Sábado, 24 de janeiro de 2026
Por Redação do Jornal O Sul | 24 de janeiro de 2026
O colapso do Banco Master revelou um escândalo que vai além do setor financeiro e expôs as conexões entre banqueiros, políticos e membros do Judiciário em Brasília. A percepção foi publicada pela revista britânica The Economist, segundo a qual, o episódio provocou um abalo de confiança generalizado nas instituições do país.
Conforme a revista, o empresário Daniel Vorcaro, que assumiu o comando do banco em 2019, levava uma vida de luxo enquanto a instituição crescia rapidamente oferecendo certificados de depósito com juros excepcionalmente altos. Posteriormente descobriu-se que o banco não tinha liquidez e havia vendido ativos sem valor por bilhões de dólares. A The Economist destaca que essa falta de liquidez foi constatada quando o Master tentou vender o banco para o BRB (Banco Regional de Brasília) e que o custo maior recaiu sobre o Fundo Garantidor de Crédito (FGC) brasileiro, que terá de pagar entre US$ 7,5 bilhões e US$ 10 bilhões aos depositantes, — a maior indenização do tipo na história do Brasil.
A crise ganhou contornos políticos, citou a revista, quando integrantes do Congresso e do Tribunal de Contas questionaram a decisão do Banco Central de liquidar o banco, numa interferência considerada incomum. Investigações revelaram ainda relações próximas entre o Banco Master e figuras influentes, incluindo políticos do Centrão e ministros do Supremo Tribunal Federal, o que reforçou, segundo a revista, a percepção pública de falta de imparcialidade nas instituições.
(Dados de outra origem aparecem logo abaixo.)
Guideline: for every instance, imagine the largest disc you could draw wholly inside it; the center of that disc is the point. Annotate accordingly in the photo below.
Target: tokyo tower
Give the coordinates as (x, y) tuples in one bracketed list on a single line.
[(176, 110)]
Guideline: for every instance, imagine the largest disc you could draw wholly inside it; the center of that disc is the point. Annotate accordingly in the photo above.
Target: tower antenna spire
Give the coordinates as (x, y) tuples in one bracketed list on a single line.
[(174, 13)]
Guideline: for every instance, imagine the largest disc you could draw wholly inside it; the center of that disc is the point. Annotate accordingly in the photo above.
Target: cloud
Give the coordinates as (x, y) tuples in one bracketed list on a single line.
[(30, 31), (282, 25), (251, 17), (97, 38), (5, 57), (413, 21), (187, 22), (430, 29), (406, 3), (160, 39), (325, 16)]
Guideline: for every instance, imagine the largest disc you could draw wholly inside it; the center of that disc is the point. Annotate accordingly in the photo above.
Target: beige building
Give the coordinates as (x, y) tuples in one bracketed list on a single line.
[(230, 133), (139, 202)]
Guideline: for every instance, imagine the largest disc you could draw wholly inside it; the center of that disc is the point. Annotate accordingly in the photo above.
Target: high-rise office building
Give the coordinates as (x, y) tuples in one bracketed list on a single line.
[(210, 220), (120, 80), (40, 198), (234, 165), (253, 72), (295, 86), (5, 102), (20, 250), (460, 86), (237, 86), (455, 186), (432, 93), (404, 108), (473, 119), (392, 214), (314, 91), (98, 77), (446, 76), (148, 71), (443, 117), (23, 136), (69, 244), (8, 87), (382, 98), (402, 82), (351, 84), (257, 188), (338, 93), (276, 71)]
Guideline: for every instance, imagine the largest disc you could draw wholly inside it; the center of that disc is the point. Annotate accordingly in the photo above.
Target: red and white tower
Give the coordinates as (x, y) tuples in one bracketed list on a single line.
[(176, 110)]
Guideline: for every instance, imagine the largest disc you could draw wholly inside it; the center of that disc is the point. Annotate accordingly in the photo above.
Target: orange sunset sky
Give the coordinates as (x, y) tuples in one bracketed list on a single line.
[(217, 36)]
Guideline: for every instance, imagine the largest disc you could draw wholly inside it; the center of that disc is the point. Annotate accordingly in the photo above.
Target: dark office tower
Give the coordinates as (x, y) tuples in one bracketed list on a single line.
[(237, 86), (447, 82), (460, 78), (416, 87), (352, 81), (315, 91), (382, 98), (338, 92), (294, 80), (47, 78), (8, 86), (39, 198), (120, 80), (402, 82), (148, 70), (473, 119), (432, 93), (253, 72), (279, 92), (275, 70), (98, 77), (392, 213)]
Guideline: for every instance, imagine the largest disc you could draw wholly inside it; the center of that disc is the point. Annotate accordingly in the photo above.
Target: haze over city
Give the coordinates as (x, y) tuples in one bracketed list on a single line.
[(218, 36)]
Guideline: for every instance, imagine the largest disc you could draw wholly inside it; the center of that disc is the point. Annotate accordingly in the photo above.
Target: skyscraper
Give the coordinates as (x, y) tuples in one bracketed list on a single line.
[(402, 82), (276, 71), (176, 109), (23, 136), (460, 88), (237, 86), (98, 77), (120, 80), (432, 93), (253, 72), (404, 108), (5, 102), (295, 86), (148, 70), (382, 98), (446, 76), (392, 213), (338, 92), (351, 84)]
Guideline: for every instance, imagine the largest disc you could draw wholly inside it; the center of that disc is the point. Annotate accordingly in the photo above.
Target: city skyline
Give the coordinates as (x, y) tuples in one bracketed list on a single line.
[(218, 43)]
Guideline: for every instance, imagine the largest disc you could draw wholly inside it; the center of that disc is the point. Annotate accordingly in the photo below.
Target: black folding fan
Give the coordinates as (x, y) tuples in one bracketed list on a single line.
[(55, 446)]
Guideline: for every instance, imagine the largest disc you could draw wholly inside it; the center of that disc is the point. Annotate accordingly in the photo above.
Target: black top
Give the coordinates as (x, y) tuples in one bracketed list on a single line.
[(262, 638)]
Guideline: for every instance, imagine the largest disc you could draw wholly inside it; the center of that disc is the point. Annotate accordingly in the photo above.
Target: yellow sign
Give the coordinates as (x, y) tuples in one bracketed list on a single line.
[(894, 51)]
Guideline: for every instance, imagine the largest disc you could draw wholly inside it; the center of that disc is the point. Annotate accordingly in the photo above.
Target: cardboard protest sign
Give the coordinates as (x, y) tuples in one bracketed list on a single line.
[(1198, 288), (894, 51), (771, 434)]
A revista destaca ainda que, apesar disso, o presidente do Banco Central, Gabriel Galípolo, saiu fortalecido ao resistir às pressões políticas e defender maior autonomia da autoridade monetária.
Entenda
O dono do Banco Master, Daniel Vorcaro, disse em depoimento à Polícia Federal (PF) que a instituição tinha problemas de liquidez e usava o Fundo Garantidor de Créditos (FGC) como modelo de negócio. No depoimento, segundo informações que constam da transcrição feita via inteligência artificial, o dono do Master afirmou que o banco atravessava uma crise de liquidez.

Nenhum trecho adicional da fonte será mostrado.